I soon found the courage to continue googling.
It turned out that lots of asexual people still wanted to have sex for all sorts of different reasons, but some felt totally neutral about it, and others – what I’d originally thought – literally despised it. Some asexual people still masturbated; others didn’t have libidos at all.
It also turned out that lots of aromantic people still wanted to be in romantic relationships, despite not feeling those feels. Others didn’t ever want a romantic partner.
And people identified as all sorts of combinations of romantic and sexual – there were gay asexuals, like Sunil, or bisexual aromantics, like Jess, or straight asexuals, pansexual aromantics, and loads more. Some asexual and aromantic people didn’t even like splitting up their attraction into two labels, and some just used the word ‘queer’ to summarise everything. There were words I had to google like ‘demisexual’ and ‘greyromantic’, but even after googling I wasn’t sure exactly what they meant.

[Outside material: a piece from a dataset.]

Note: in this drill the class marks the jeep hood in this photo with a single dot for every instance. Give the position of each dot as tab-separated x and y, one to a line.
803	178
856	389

The aromantic and asexual spectrums weren’t just straight lines. They were radar charts with at least a dozen different axes.
It was a lot.
Like a lot a lot.
The crux of it all was that I did not feel sexual or romantic feelings for anyone. Not a single goddamn person I had ever met or would ever meet.
So that really was me.
Aromantic.
Asexual.
I came back to the words until they felt real in my mind, at least. Maybe they wouldn’t be real in most people’s minds. But I could make them real in mine. I could do whatever the fuck I wanted.
I whispered them sometimes under my breath, until they felt like a magic spell. Pictured them as I fell asleep.
I’m not sure when I realised that I was no longer feeling melancholic distress about my sexuality. The woe is me, I am loveless mood had just gone.
It was anger, now.
I was so angry.
At everything.
I was angry at fate for dealing me these cards. Even though I knew there was nothing wrong with me – lots of people were like this, I wasn’t alone, love yourself, whatever – I didn’t know how to get to the point where this would stop feeling like a burden and instead feel like something good, something I could celebrate, something I could share with the world.
I was angry at every single couple I passed in the street. Every single pair I saw holding hands, every single time I saw that couple down the corridor flirting in the kitchen. Every time I saw two people cosying up in the library or in the cafeteria. Every time one of the authors I’d liked posted a new fanfiction.
I was angry at the world for making me hate who I was. I was angry at myself for letting these feelings ruin my friendships with the best people in the world. I was angry at every single romance movie, every single fanfic, every single stupid OTP that had made me crave finding the perfect romance. It was because of all of that, no doubt, that this new identity felt like a loss, when in reality, it should have been a beautiful discovery.
Ultimately, the fact that I was angry about all of that just made me angrier because I knew I shouldn’t feel angry about any of these things. But I did, and I’m trying to be honest about it, OK? OK.